Cerebral Venous Thrombosis following COVID-19 Vaccination.

Dear Editor,

We appreciate the literature review by Abdalkader et al. to summarize the clinical epidemiology and features of cerebral venous thrombosis (CVT) in patients with coronavirus disease 2019 (COVID-19). Based on the meta-analysis performed by Baldini et al., the estimated proportion of CVT cases among hospitalized patients with COVID-19 was 0.08%; therefore, it is not surprising that COVID-19 associated CVT had not been given much attention compared to the more common deep vein thrombosis and pulmonary embolism events in this patient population. However, we were recently shocked by the occurrence of CVT following administration of ChAdOx1 nCoV-19 vaccine, which is also accompanied by thrombocytopenia and platelet activation, although we would stress that the direct causality had not been proven as of the time of writing.

While the development of CVT is more common in women than men, the 33 cases of COVID-19-associated CVT summarized by Abdalkader et al. had a male preponderance (57.1%), which thus suggests that the male patients are more likely to develop CVT upon acquisition of COVID-19. Nevertheless, there had been a female preponderance thus far among the documented cases of CVT following administration of ChAdOx1 nCoV-19 vaccine. Similar to the general population, COVID-19-associated CVT and CVT following COVID-19 vaccination generally occur in relatively young individuals. , Perhaps, young individuals, especially those with risk factors for CVT such as the use of oral contraceptives, should avoid the ChAdOx1 nCoV-19 vaccine, pending further investigations.

Anticoagulation is the mainstay of treatment for patients who develop CVT, where Abdalkader et al. reported that more than half of the patients who developed COVID-19 associated CVT in the published cases received therapeutic anticoagulants. Traditionally, subcutaneous low-molecular-weight heparin or intravenous unfractionated heparin is an appropriate antithrombotic treatment for patients with acute symptomatic CVT; but due to the resemblance of the prothrombotic thrombocytopenic disorder following administration of ChAdOx1 nCoV-19 vaccine to heparin-induced thrombocytopenia, it is best for heparin-based anticoagulants to be avoided in patients with CVT after COVID-19 vaccination. With non-heparin-based anticoagulants, we have few options, namely argatroban, bivalirudin, danaparoid, fondaparinux, and direct oral anticoagulants.

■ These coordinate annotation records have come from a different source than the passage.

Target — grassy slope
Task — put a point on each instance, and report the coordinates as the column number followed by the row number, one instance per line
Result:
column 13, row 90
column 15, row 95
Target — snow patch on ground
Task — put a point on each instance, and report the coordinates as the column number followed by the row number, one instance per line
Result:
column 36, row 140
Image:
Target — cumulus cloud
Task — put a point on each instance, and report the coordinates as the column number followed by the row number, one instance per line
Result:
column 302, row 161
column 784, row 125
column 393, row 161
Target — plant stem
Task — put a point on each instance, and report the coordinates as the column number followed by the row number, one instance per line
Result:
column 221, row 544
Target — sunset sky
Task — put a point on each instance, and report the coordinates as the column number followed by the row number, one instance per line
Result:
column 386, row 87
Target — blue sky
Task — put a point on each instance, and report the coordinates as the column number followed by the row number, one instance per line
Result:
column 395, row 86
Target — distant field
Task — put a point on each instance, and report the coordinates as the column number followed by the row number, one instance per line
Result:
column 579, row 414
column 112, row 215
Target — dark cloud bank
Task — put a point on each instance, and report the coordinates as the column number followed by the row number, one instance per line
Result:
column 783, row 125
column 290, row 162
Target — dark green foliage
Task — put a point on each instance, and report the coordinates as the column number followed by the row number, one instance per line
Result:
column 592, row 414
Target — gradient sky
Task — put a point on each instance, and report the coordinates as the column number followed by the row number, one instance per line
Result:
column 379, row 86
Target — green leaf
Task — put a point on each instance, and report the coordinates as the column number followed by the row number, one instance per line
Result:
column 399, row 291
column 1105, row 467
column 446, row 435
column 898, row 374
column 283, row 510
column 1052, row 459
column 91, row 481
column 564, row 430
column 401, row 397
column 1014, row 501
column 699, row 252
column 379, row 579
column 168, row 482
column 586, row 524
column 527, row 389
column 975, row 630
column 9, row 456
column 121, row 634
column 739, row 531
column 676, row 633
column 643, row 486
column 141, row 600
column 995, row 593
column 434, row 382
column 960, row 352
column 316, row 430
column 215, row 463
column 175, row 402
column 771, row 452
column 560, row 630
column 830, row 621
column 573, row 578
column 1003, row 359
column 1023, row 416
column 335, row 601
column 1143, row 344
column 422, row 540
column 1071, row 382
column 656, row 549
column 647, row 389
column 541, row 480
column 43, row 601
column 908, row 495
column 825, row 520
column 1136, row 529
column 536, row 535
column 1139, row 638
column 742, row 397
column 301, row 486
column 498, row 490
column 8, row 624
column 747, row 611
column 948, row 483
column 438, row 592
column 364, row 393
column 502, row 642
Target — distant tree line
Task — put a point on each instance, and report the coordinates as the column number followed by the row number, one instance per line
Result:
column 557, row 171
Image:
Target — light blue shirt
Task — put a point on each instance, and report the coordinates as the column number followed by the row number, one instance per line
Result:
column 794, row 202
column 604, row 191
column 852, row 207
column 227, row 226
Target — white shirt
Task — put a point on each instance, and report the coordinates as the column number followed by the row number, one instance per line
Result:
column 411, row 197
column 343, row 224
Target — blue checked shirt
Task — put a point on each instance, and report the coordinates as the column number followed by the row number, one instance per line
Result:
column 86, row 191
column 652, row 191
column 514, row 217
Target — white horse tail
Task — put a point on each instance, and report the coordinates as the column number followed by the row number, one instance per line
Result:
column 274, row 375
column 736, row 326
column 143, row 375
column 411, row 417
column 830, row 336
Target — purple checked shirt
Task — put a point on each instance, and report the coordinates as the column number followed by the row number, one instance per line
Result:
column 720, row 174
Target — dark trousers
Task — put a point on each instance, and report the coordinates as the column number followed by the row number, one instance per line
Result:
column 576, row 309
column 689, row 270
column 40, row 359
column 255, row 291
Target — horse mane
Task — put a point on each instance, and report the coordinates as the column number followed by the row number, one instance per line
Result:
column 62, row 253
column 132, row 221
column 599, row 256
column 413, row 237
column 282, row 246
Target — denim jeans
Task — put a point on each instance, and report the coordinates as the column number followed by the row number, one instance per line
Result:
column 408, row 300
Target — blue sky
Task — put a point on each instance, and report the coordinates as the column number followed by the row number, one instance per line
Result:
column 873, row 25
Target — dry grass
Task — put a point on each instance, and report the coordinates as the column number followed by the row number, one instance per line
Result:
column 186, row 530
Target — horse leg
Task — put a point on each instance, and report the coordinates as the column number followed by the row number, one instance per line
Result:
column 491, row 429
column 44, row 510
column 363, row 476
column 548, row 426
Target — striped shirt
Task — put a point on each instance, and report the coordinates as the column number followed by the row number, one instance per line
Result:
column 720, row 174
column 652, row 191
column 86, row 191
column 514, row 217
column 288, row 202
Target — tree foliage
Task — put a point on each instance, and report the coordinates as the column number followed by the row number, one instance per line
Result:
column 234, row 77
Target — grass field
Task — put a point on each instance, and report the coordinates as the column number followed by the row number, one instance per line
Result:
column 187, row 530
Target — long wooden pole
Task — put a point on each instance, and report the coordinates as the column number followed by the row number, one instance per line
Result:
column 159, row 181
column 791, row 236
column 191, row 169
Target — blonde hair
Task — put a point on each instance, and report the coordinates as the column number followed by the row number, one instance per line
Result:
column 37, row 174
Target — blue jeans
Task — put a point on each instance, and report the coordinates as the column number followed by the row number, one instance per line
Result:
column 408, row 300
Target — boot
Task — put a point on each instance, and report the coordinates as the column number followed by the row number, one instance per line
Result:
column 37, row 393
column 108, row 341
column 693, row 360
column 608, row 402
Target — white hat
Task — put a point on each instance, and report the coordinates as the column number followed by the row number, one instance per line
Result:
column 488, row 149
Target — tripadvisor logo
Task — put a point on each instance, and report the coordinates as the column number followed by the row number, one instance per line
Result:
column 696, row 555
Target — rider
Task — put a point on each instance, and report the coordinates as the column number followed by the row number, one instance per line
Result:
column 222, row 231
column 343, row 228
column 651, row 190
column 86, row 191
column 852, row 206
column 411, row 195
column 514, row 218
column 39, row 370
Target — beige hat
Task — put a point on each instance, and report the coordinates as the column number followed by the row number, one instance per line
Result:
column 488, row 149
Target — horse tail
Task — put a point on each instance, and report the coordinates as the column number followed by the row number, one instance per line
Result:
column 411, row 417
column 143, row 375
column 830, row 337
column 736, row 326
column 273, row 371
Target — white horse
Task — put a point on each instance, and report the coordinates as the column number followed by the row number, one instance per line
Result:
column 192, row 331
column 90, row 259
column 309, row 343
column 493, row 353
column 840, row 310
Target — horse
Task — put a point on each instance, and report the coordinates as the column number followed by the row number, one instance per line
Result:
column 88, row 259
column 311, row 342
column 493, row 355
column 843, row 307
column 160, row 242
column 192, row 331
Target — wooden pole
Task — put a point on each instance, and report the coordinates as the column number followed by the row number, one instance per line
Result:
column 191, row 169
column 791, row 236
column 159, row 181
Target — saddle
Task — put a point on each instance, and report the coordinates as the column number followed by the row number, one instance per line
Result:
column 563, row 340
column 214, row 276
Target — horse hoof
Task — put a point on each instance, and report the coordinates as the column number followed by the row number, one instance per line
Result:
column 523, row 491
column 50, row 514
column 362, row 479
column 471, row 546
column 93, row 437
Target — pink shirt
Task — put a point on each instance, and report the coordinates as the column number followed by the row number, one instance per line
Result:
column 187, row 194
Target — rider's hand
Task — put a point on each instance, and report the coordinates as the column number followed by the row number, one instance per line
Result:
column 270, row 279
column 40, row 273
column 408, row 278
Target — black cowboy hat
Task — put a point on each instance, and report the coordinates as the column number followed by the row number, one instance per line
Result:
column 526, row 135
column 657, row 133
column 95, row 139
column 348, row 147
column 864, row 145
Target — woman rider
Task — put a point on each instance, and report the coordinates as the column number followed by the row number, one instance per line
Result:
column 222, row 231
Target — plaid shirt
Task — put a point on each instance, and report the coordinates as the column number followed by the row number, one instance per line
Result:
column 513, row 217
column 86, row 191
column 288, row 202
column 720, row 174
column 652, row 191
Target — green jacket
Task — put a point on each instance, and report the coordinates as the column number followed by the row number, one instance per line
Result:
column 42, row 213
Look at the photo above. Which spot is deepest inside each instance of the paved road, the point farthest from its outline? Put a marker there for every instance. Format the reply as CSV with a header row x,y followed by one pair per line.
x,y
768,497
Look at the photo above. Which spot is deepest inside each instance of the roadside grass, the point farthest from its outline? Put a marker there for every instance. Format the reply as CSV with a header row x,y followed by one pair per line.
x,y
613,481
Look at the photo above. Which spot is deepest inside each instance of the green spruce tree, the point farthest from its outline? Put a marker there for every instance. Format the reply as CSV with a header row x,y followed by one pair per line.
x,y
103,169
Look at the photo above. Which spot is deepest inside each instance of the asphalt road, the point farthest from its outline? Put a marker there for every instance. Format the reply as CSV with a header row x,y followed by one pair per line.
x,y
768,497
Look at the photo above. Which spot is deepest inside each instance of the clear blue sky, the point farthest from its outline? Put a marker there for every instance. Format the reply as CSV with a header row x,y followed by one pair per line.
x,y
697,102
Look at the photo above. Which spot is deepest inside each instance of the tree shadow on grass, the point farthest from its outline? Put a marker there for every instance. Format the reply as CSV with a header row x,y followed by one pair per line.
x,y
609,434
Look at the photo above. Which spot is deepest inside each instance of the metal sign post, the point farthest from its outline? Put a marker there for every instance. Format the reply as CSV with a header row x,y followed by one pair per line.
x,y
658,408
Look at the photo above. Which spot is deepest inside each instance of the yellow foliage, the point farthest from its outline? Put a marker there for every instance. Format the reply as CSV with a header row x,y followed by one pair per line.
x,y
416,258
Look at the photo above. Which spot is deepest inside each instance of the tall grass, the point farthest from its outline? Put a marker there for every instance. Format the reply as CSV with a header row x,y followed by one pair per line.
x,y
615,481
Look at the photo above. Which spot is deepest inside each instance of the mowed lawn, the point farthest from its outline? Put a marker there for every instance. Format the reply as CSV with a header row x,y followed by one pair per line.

Clinicians may acknowledge that the definitive evidence of the effectiveness of non-heparin-based anticoagulants in acute CVT is lacking, but case reports and case series have demonstrated the successful use of these agents.4, 5, 6 For example, there is a case report of an adolescent boy with CVT and heparin-induced thrombocytopenia, who was initiated with fondaparinux and later with warfarin and achieved clinical remission. There was also a case report of a woman in middle age with CVT due to heparin-induced thrombocytopenia who made a remarkable recovery upon treatment with systemic argatroban infusion. We were not aware of the use of bivalirudin in acute CVT in the literature, and the utility of direct oral anticoagulants such as dabigatran and rivaroxaban in CVT was mainly in the post-acute phase after administration of parenteral anticoagulants.

Yet, it should be noted that these non-heparin-based anticoagulants have been successfully used in patients with heparin-induced thrombocytopenia; cautious administration of these agents is still warranted considering the catastrophic consequences of CVT. High-dose intravenous immunoglobulin to block platelet activation may also hasten the recovery and prevent recurrent thrombosis and thus should also be considered.